From the opposite side of the room Watkin's Between You and Me echoes Haddon's 'eye candy' stripes. As with all Watkin's pieces in Warp it is constructed of patterned store-bought fabric pulled to various tensions over wooden stretchers. Consisting of eight small square 'canvases' it reads from left to right to more extreme degrees of deformation. The striped rugby shirt fabric visibly wriggles to escape the contortions imposed upon it by Watkins.
In Hansen's words, "..they create these twists of meaning with literal, material distortion. The puns are strained, but so is the fabric..."
Other pieces such as the furry Two Places at Once , a diptych of piled, blue camouflage print, are more difficult to extract from their relationship to the garments they were initially intended to become. I see the bellies of adolescent girls, one fat, one thin, wearing the same Spice Girls-inspired dresses, with varying degrees of allure. Likewise, At Cross Purposes , a three-panel vision in argyle, tracks the process of trying to squeeze into the sporty number one hasn't worn for years like sequential film stills. With simple gestures Watkins suggests form and movement where there is none. As described by the curator, he is a 'materialist' in every sense of the word.
Vella's works are built on form. Stretching canvas over baths, screen doors, hotplates, and fence palings he uses paint to reproduce a shadow of the underlying textures.
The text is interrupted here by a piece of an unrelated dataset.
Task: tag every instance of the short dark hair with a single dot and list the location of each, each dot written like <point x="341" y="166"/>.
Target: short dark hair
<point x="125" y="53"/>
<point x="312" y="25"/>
While Funboy Three , a collection of men's underwear stretched over vinyl pouffes, evokes the snickering British schoolboy in every viewer, Bath is a delicious object, the surrounding canvas watermarked and stained and the upper surface a tactile pool of pale green enamel. Standing in the centre of the gallery, it is a quiet place among the chatter. A very bath-like bath. By obscuring the object Vella focuses its very image. Hansen's words again: "Vella's essential image floats on the front or top of his works, but he retains 'the machine in the ghost,' the crating of the objects establishing an actual depth to match his metaphorical one."
Vella's Fence is an elegant gambit. It is a combination of real and painted fence palings that fills the end wall of the gallery. An exclamation point to the rest of his works. For those that didn't get it before, Fence appears to tell it like it is. The subtle differences between real and painted bear close inspection, and the tensions between paling and canvas start to buzz like the Haddon work it faces on the far wall. Like Watkins' stretched rugby fabric, here is Vella's own take on the vertical stripe motif visually established by Haddon's work.
While containing some very likeable work, Warp is greater than the sum of its parts. Having viewed a variety of recent group shows where the work is tenuously linked only by personal association, it is refreshing to view an exhibition where the work is tightly woven together on a variety of levels. Group exhibitions are too frequently a collection, too rarely an installation.